The Flaw in The Critique of Technical Analysis

For a while now, I’ve listened to many arguments against “Technical Analysis” and I’m gonna debunk those arguments in this article. From what I’ve noticed, most of the arguments presented shows clearly that the person doing the criticizing usually aren’t sure what they’re criticizing. Stated another way — they don’t have a clear understanding of what they are arguing against. Any student of logic knows that it is impossible to argue against a thing without being able to properly recite the opponent’s point. Which leads me to this…….

I hear many people use the word “predict” when they attempt to debunk the use of technical analysis. They say that “you can’t use technical analysis to predict the direction of a market.” That in itself tells me that these people are oblivious to the use of technical analysis. T/A isn’t used to “predict” markets, the correct word would be: anticipate. The fact that many would-be traders are looking for predictive tools explains a lot about those traders. Usually, the technician understands that trading is a probabilities game and doesn’t seek to predict the direction of a market. Instead, we seek to anticipate the probable direction based on the market’s own action. In other words, the trader is betting that there’s a good chance of one thing happening over another.

Let me also point out that there are two different types of “technical traders.” One is a price action trader, which I consider myself to be and the other employs what is popularly referred to as technical analysis. The price action trader differs from the technical analyst in that the P/A Trader isn’t concerned about “patterns” or anything of the sort. The P/A Trader is focused solely on supply/demand and support/resistance a.k.a the true inner workings of the market. The T/A Trader on the other hand seeks to find patterns in prices and employs complicated, lagging indicators. True enough, patterns do inadvertently form but pattern-seeking doesn’t tell the trader much about the true driver of prices, that being supply and demand. That being said, if one were to critique T/A, I would actually agree to some extent.

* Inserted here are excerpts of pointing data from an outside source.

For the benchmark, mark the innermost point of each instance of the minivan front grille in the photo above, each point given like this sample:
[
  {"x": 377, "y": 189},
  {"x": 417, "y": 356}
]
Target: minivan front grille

The second criticism I usually hear are those who claim that trading by price is based only on hindsight. I will admit that their claim in this instance isn’t completely without merit. If you have explored any of the trading circles on the internet, what you’ve more than likely found are people posting pics of fictitious trades. Stated another way — a “trader” may post a pic of a huge spike in prices (up or down) and will claimed to have called that movement. You never see these guys make any market calls in advance. Unfortunately, those guys make up the majority of traders that you see on the internet. However, actual traders can anticipate market moves when they’re actually shaping up. You probably won’t find too many of these traders but they/we exist.

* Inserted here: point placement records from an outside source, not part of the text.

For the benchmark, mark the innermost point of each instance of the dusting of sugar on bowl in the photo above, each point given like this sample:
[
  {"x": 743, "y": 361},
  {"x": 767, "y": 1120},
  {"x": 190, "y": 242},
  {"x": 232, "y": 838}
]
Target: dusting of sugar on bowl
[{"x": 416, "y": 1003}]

That now brings me to this point concerning fundamental trading. Fundamentals may do a good job of explaining WHY a market should rise or fall but is extremely poor at telling you when that price movement is likely coming into fruition. It’s not unusual for a fundamental trader to hold on to a losing position for a really long period of time before their views are confirmed. In all truth, I don’t bother with fundamental analysis because information always show up in prices before the public hears anything. How many times have you attempted to trade a market based on information you just obtained only for the market to do the complete opposite of what you thought it was supposed to do based on that information? That is because the more informed traders acted on that information long before you or anyone else knew about it. Personally, I’ve traded many markets and correctly anticipated major moves using price action without having a clue as to the underlying reason(s). Then, come to find out, there was some important fundamental development which caused that major movement.

Conclusion: Attempting to predict ANYTHING in the world is a futile task, markets included. The best one can do is anticipate and play the probability game. There is no method that can predict a market. People have been speculating for centuries and not single person has come up with any predictive tools for the market(s) in which they speculate and they never will. The sooner traders understand this, the sooner they’ll stop with their half-assed attacks against speculators who seek to anticipate instead of predict.